The French navy blockading the British at Yorktown had something to do with that. The Brits really tried everything (apart from scorched-earth genocide) in the Revolution. They first tried to pacify New England, then seized New York City and Philadelphia then, scratching their powdered wigs, had a go at the Carolinas.
Although much of this discussion has devolved into prideful regional tit-for-tat, I do know something about the Upper Midwest. There are common characteristics among MN, IA, WI, NE, ND, and SD, and yes, most are based on a shared Scandinavian-German cultural heritage (even those who emigrate to the region tend to take on these characteristics over time). South Dakota is a particularly interesting mix of Midwestern, agrarian, populist conservatism (East of the Missouri River) and Western, libertarian quasi-radicalism (West of the Missouri River).
Re: The South and West are home to a majority of the Army bases, Air Force posts, Naval bases, and associated things such as shipbuilding.
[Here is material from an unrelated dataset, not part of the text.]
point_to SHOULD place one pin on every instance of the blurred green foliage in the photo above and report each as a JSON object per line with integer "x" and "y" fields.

Which did not descend upon them like manna from Heaven. Rather they were put there quite deliberately through the influence of Southern senators and congressmen bringing home the bacon.
Not to question the influence of Southern and Western members of Congress on getting military bases in their districts, but I suspect that the large number of military bases historically found in the South and the West also has something to do with the fact that the South lost the Civil War and was under military occupation for a decade afterwards; and the West was, in effect, a war zone for much of the second half of the 19th century.
In other words, I think many of these military installations had already been established out of military necessity before they came to be viewed as desirable sources of jobs, etc.
Re: , I think many of these military installations had already been established out of military necessity before they came to be viewed as desirable sources of jobs, etc.
Maybe, but how many current military vases have been ongoing concerns since the 19th century? Fort Myers, Fort Lauderdale, Fort Worth, Fort Smith and Fort Collins all started life as military bases, but there's nary a soldier or sailor in sight (except visiting) in those places today.
Fleeing...not running to.
California's Gold Rush Has Been Reversed
Entrepreneurs are fleeing heavy taxes in the state.
http://online.wsj.com/article/SB123154816733469917.html?mod=djemEditorialPage
Excerpt:
Citizens are burdened by all manner of state regulations. To mention just one example, this year a new law enacted by ballot initiative bans cages chicken farmers use on the grounds that it is inhuman to put birds in cages that prevent them from spreading their wings. Complying with the new law will cost farmers hundreds of millions of dollars, which will force many to leave the state. And that will force us to buy our eggs from other states and, possibly, others nations, such as Mexico.
And just as a fallen tree can divert the flow of water in a creek, bad economic policies divert the flow of investment. Entrepreneurs and investors, seeking the path of least resistance, leave when it becomes easier to make a living in more business-friendly states. In 2000, according to the state's Department of Finance, about 150,000 people moved into California. But in the years that followed the in-migration slowed, and in 2005 it reversed, when a net 52,000 people moved out. In 2008, the outflow topped 135,000 people.
Consequently, Idaho, Utah and Wyoming all have unemployment rates around 5% at a time when California is suffering an unemployment rate of 9%. Californians are moving east and creating jobs in their new home states.